A Bani Murra child walks around his camp in Jordan's capital Amman as the sun sets on the high-end housing development above. As a historically nomadic group, Jordan's Bani Murra tribe are rarely reocognized by their tribal name. Instead, they're called the "Nawar," meaning "gypsy" in Arabic. July 2013.
A Bani Murra girl pauses before heading into her family's tent at a mobile Bani Murra camp in Amman. Despite a long history similar to Jordan's East Bank tribes, the Bani Murra are largely ignored in Jordanian society and barred from various tribal priveledges like tuition breaks and dispersed parliamentary seats. July 2013.
Bani Murra tribal elder Abu Hussain smokes a cigarette in his home in the outskirts of Amman. The tribe has broader roots in the Arabian Penninsula, where larger groups of Bani Murra began migrating in the early 1800s to settle throughout Jordan, Israel, Syria, Saudi Arabia and Egypt. July 2013.

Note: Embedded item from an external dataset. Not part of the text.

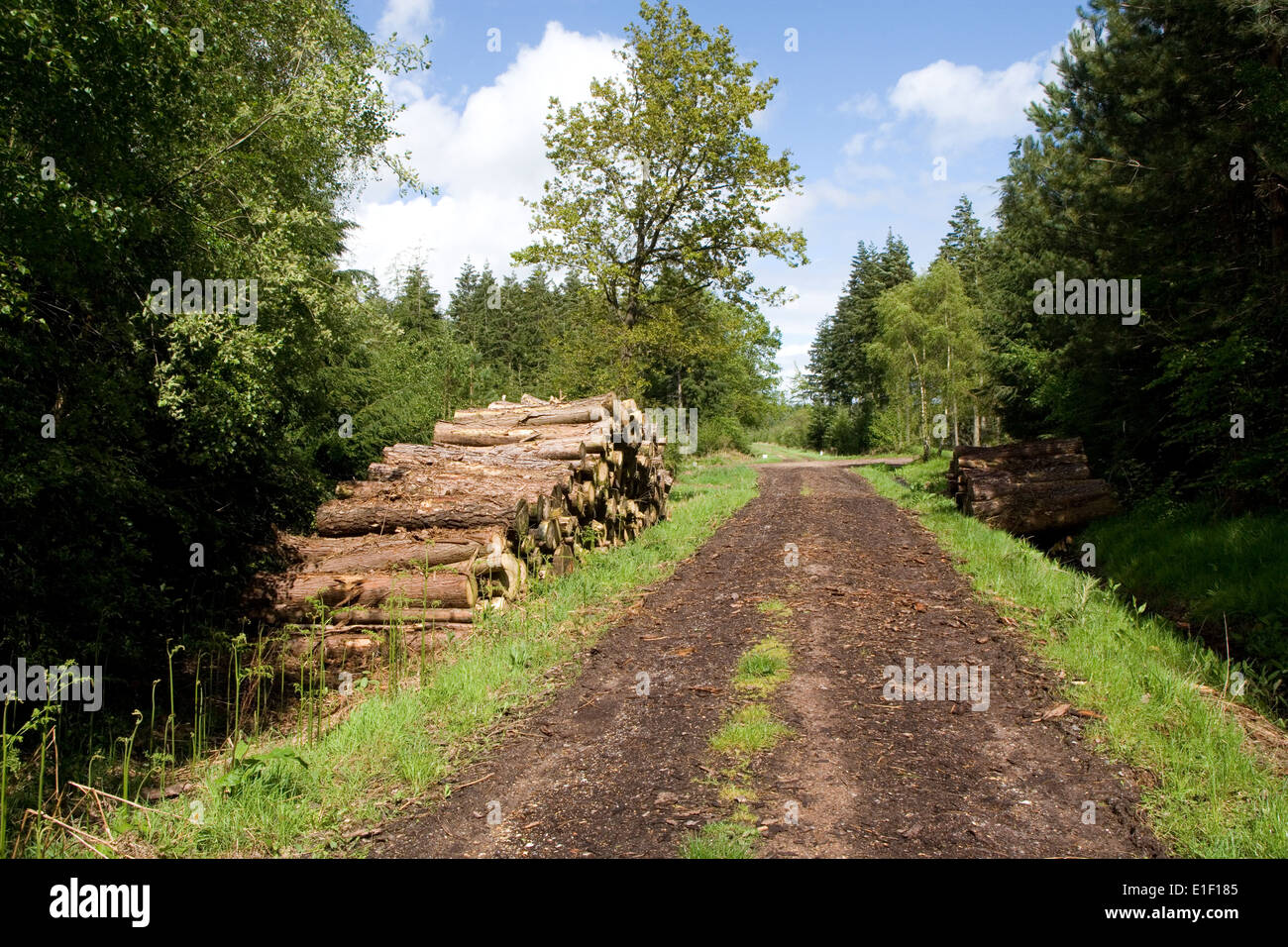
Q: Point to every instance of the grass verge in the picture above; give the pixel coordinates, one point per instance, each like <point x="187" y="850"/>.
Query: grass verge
<point x="1212" y="793"/>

Abu Husain and his wife enter their home in the outskirts of Amman. While the Bani Murra are regarded as nomadic passersby by their fellow Jordanian countryman, tribal leaders claim historic ties to the country dating back to 1860. July 2013.
Abo Husain's wife sits with their grandchildren in the family's living room in east Amman. July 2013.
Fathi Moussa's one of Jordan's best known Bani Murra tribesman. Moussa ran for what would have been the Bani Murra's first Parliamentary seat in 2010 but lost by a landslide. He says districting and wide dispersal of the tribe across the country makes political representation nearly impossible. July 2013.
Moussa sits in his living room in east Amman. He is among one of the few educated and financially stable members of Jordan's Bani Murra. His family is widely-respected in the country because of his father's long musical career as a lute player. Musical performance is among the tribe's most well-known historical attributes, but Moussa's father was the last tribes-person to become nationally recognized. July 2013.
Moussa displays his grandfather's Jordanian passport from 1960. Moussa uses the document to prove the Bani Murra's longevity in Jordan and loyalty to the country's ruling Hashemite family. He plans to present it to King Abdullah II to demand better tribal rights. July 2013.
A Bani Murra tribesman from Syria pauses with his son. Since conflict broke out in 2011, Syrian Bani Murra began fleeing the country to stay with fellow tribesmen in Jordan. July 2013.
A Syrian Bani Murra pauses in front of another Bani Murra home outside Amman. Many of the tribe's members speak nearly no Arabic, instead using the tribe's original, Farsi-related dialect. July 2013.